Post spotkał się z lawiną krytyki. Komentujący zarzucali Turnbullowi brak empatii i kontaktu z rzeczywistością. Choć wpis gwałtownie usunięto, jego treść obiegła sieć, stając się symbolem oderwania kierownictwa od codziennych problemów pracowników.

Od marzenia do „blue collar”. IT traci dawny blask

Microsoft jeszcze niedawno był symbolem sukcesu ery pracy zdalnej.

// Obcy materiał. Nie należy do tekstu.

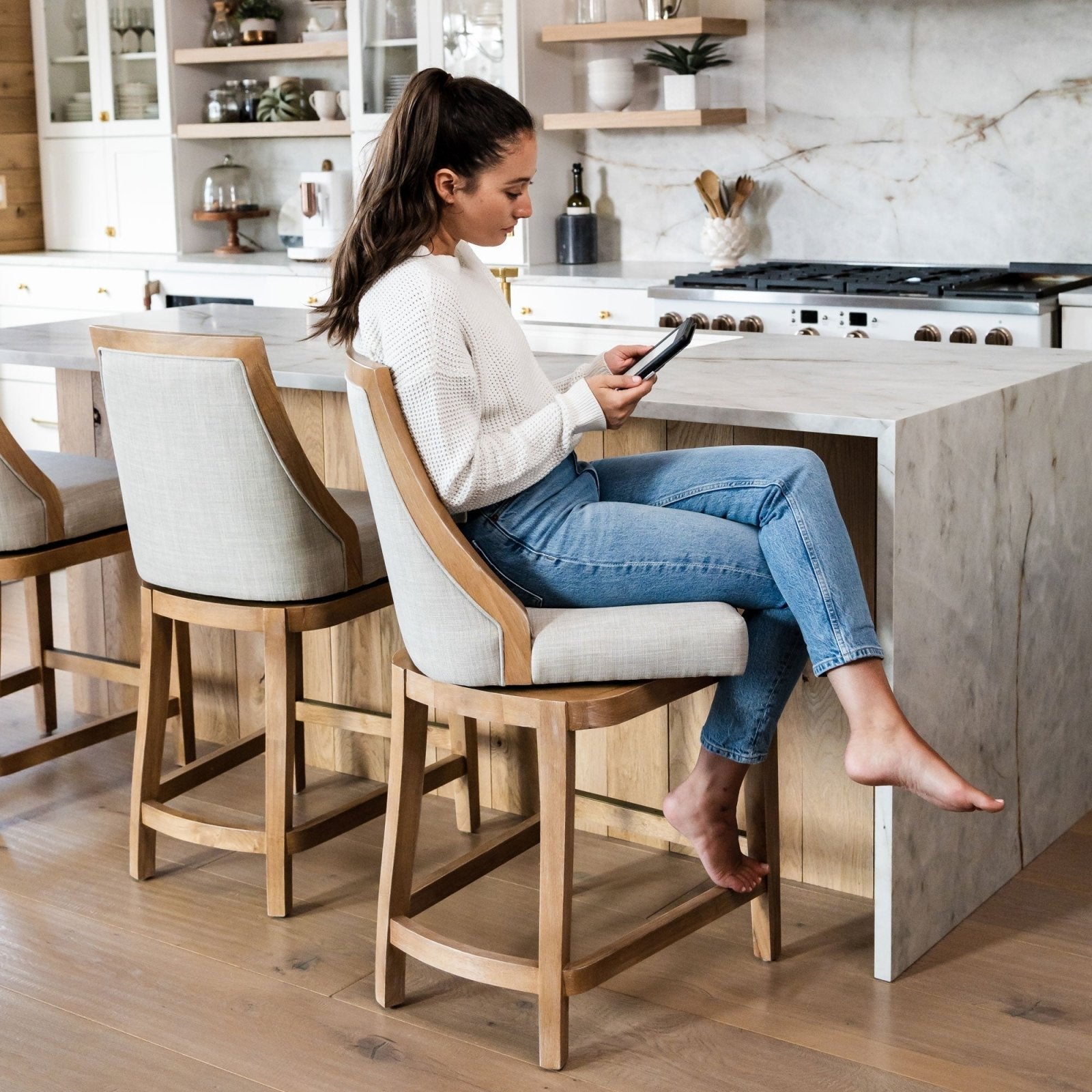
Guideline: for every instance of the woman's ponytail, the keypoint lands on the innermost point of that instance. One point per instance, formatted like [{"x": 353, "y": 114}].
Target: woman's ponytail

Gwałtowny wzrost zatrudnienia w czasie pandemii, miliardy zysków z usług online, a potem brutalne cięcia – to dziś nowa norma w Dolinie Krzemowej. Prognozy, iż specjaliści IT staną się „nowymi robotnikami” cyfrowej gospodarki, zaczynają się spełniać. I nie chodzi tu tylko o pracę fizyczną, ale o sposób traktowania ludzi przez korporacyjne struktury.